Traditional materials used as in vitro cell culture substrates are rigid and flat surfaces that lack the exquisite nano- and micro-scale features of the in vivo extracellular environment. While these surfaces can be coated with harvested extracellular matrix (ECM) proteins to partially recapitulate the bio-instructive nature of the ECM, these harvested proteins often exhibit large batch-to-batch variability and can be difficult to customize for specific biological studies. In contrast, recombinant protein technology can be utilized to synthesize families of protein-engineered biomaterials that are cyto-compatible, reproducible, and fully customizable.
Scope of Review
Here we describe a modular design strategy to synthesize protein-engineered biomaterials that fuse together multiple repeats of nanoscale peptide design motifs into full-length engineered ECM mimetics.
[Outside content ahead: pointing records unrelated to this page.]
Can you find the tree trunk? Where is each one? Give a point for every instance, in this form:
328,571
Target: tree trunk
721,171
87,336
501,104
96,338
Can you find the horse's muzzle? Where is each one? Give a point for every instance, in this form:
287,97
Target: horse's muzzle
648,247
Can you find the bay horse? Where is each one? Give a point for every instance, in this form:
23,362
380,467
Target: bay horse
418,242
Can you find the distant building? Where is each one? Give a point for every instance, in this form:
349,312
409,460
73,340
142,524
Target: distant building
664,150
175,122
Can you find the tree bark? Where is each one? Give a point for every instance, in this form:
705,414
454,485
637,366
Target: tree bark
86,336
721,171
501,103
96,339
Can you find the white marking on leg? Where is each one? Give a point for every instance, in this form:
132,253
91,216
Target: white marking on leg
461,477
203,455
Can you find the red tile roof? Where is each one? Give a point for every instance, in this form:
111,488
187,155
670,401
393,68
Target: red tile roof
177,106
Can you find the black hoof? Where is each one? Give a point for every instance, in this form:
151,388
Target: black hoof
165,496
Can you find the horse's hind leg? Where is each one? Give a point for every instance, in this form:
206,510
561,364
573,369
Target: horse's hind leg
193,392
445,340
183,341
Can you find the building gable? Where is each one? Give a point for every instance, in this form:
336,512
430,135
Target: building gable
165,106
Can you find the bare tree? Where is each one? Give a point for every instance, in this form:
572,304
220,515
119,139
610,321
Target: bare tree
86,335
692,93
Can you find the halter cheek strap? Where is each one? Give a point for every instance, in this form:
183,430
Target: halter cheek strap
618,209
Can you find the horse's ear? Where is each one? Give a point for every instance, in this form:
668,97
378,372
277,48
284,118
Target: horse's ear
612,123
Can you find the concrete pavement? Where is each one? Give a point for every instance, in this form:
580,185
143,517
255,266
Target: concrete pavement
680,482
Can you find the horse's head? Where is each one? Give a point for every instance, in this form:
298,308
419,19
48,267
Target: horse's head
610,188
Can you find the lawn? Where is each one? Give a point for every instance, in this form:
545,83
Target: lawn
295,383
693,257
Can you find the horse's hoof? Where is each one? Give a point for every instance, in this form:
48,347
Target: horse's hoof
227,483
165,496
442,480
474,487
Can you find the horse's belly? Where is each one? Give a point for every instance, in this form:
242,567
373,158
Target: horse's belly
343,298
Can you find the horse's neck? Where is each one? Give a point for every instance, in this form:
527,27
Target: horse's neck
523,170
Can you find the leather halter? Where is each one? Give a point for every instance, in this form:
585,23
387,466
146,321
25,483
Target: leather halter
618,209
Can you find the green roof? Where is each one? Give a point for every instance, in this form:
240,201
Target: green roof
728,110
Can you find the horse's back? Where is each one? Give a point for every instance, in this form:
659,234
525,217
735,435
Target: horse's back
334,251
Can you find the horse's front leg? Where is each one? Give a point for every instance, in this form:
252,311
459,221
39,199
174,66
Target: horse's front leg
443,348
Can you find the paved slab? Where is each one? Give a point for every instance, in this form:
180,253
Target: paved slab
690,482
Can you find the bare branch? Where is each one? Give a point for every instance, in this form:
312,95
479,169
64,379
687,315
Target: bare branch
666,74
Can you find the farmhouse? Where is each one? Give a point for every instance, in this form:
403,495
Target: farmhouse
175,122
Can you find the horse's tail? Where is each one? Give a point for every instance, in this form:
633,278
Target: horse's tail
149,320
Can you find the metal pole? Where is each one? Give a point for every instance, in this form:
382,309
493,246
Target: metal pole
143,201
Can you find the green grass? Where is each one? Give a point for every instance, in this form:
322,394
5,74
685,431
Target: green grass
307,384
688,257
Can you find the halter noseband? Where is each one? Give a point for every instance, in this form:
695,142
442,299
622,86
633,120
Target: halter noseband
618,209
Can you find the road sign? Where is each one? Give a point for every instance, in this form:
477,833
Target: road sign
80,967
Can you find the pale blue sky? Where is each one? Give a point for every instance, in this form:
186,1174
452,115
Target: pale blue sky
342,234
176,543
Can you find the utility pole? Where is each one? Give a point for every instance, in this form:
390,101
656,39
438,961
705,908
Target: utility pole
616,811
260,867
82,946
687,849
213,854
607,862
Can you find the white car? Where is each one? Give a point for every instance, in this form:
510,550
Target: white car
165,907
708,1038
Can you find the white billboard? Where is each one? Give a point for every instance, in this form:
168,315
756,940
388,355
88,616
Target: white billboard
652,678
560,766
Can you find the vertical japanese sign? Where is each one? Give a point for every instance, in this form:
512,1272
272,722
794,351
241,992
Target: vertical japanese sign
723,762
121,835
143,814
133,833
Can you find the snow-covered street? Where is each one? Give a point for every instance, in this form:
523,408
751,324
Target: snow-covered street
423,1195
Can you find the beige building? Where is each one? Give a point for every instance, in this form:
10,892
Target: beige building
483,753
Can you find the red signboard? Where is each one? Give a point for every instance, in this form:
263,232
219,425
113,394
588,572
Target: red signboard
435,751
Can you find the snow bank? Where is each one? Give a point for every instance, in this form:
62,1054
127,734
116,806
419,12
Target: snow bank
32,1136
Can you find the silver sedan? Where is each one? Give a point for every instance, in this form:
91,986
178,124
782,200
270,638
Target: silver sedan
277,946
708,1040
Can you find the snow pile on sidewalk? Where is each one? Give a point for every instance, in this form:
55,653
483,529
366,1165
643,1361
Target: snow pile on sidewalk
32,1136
Due to the molecular-level precision of recombinant protein synthesis, these biomaterials can be tailored to include a variety of bio-instructional ligands at specified densities, to exhibit mechanical properties that match those of native tissue, and to include proteolytic target sites that enable cell-triggered scaffold remodeling. Furthermore, these biomaterials can be processed into forms that are injectable for minimally-invasive delivery or spatially patterned to enable the release of multiple drugs with distinct release kinetics.
Given the reproducibility and flexibility of these protein-engineered biomaterials, they are ideal substrates for reductionist biological studies of cell-matrix interactions, for in vitro models of physiological processes, and for bio-instructive scaffolds in regenerative medicine therapies.